On 16.08.24 19:45, Ackerley Tng wrote:
David Hildenbrand <david@xxxxxxxxxx> writes:
On 15.08.24 09:24, Fuad Tabba wrote:
Hi David,
Hi!
On Tue, 6 Aug 2024 at 14:51, David Hildenbrand <david@xxxxxxxxxx> wrote:
- if (gmem_flags & GUEST_MEMFD_FLAG_NO_DIRECT_MAP) {
+ if (!ops->accessible && (gmem_flags & GUEST_MEMFD_FLAG_NO_DIRECT_MAP)) {
r = guest_memfd_folio_private(folio);
if (r)
goto out_err;
@@ -107,6 +109,82 @@ struct folio *guest_memfd_grab_folio(struct file *file, pgoff_t index, u32 flags
}
EXPORT_SYMBOL_GPL(guest_memfd_grab_folio);
+int guest_memfd_make_inaccessible(struct file *file, struct folio *folio)
+{
+ unsigned long gmem_flags = (unsigned long)file->private_data;
+ unsigned long i;
+ int r;
+
+ unmap_mapping_folio(folio);
+
+ /**
+ * We can't use the refcount. It might be elevated due to
+ * guest/vcpu trying to access same folio as another vcpu
+ * or because userspace is trying to access folio for same reason
As discussed, that's insufficient. We really have to drive the refcount
to 1 -- the single reference we expect.
What is the exact problem you are running into here? Who can just grab a
reference and maybe do nasty things with it?
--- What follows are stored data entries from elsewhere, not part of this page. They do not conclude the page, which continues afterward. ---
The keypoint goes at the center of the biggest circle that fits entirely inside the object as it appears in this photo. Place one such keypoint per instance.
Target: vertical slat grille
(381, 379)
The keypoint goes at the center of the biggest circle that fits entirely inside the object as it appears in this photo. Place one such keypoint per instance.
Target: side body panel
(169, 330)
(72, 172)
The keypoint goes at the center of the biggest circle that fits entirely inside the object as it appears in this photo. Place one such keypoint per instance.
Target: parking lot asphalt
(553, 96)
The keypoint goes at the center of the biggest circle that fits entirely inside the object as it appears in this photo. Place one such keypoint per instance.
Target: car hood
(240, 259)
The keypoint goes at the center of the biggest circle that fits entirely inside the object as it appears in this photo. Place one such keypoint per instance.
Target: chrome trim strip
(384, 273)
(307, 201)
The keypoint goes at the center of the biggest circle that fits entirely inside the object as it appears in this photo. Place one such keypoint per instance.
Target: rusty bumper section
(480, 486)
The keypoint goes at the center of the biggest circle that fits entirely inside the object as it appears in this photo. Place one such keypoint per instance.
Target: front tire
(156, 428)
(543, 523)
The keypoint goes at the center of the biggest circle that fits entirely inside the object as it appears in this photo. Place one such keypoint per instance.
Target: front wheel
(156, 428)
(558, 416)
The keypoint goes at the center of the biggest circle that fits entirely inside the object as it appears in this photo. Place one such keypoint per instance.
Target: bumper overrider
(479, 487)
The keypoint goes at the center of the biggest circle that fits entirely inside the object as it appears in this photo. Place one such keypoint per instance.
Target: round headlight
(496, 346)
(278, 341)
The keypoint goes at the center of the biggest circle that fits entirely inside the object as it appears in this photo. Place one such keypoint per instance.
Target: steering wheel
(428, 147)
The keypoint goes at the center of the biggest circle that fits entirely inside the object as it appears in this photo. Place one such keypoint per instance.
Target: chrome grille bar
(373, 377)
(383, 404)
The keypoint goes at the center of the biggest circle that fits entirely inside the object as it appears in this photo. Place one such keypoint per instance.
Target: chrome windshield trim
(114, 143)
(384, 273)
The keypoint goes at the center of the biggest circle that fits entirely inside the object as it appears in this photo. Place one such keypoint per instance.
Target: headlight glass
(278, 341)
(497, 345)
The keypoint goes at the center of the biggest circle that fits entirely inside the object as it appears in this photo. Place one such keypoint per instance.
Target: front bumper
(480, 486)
I was wondering, why do we need to check the refcount? Isn't it enough
to check for page_mapped() || page_maybe_dma_pinned(), while holding
the folio lock?
Thank you Fuad for asking!
(folio_mapped() + folio_maybe_dma_pinned())
Not everything goes trough FOLL_PIN. vmsplice() is an example, or just
some very simple read/write through /proc/pid/mem. Further, some
O_DIRECT implementations still don't use FOLL_PIN.
So if you see an additional folio reference, as soon as you mapped that
thing to user space, you have to assume that it could be someone
reading/writing that memory in possibly sane context. (vmsplice() should
be using FOLL_PIN|FOLL_LONGTERM, but that's a longer discussion)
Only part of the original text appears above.